Background-Failing human myocardium is characterized by abnormal relaxation, a deficient sarcoplasmic reticulum (SR) Ca2+ uptake, and a negative frequency response, which have all been related to a deficiency in the SR Ca2+ ATPase (SERCA2a) pump. Methods and Results-To test the hypothesis that an increase in SERCA2a could improve contractile function in cardiomyocytes, we overexpressed SERCA2a in human ventricular myocytes from 10 patients with end-stage heart failure and examined intracellular Ca2+ handling and contractile function. Overexpression of SERCA2a resulted in an increase in both protein expression and pump activity and induced a faster contraction velocity (26.7 +/- 6.7% versus 16.6 +/- 2.7% shortening per second, P < 0.005) and enhanced relaxation velocity (32.0 +/- 10.1% versus 15.1 +/- 2.4%, P < 0.005).
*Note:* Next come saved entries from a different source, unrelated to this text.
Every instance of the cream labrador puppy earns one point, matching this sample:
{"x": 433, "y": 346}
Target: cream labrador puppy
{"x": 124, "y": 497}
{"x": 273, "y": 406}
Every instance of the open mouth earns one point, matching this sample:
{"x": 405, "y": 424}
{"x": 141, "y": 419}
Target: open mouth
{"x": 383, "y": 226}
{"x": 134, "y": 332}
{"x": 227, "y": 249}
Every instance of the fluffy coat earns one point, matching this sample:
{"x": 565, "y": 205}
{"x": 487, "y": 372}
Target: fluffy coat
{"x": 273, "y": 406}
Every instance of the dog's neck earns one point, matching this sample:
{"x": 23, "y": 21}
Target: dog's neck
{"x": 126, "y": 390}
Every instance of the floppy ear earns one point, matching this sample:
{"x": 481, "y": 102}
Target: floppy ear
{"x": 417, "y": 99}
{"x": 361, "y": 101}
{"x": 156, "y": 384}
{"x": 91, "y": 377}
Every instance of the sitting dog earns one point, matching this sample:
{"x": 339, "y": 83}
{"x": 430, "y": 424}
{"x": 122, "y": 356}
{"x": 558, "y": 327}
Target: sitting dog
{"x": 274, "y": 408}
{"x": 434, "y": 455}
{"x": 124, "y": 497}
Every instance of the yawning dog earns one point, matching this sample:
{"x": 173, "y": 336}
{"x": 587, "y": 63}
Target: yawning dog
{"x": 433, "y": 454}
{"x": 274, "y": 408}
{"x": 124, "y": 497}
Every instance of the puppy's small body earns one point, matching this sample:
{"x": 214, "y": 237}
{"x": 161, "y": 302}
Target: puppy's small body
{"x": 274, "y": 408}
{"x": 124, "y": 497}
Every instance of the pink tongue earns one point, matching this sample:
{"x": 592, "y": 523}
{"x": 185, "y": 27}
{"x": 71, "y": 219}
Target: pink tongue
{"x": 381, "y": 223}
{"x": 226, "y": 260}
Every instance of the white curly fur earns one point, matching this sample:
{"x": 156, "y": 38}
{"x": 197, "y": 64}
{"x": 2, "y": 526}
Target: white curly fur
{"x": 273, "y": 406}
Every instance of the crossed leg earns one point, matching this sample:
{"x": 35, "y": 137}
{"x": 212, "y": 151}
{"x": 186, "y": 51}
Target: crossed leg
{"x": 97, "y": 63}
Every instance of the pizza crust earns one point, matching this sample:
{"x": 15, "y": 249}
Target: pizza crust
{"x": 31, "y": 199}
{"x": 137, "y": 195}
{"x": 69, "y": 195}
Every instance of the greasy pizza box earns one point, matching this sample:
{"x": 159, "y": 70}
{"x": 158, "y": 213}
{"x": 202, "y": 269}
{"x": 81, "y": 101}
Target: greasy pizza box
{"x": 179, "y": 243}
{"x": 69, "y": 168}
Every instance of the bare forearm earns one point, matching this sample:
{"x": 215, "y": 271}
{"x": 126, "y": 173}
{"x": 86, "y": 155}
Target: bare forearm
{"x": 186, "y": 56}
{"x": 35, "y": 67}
Diastolic Ca2+ was decreased in failing cardiomyocytes overexpressing SERCA2a (270 +/- 26 versus 347 +/- 30 nmol/L, P < 0.005), whereas systolic Ca2+ was increased (601 +/- 38 versus 508 +/- 25 nmol/L, P < 0.05), In addition, the frequency response was normalized in cardiomyocytes overexpressing SERCA2a. Conclusions-These results support the premise that gene-based therapies and targeting of specific pathways in human heart failure may offer a new modality for the treatment of this disease.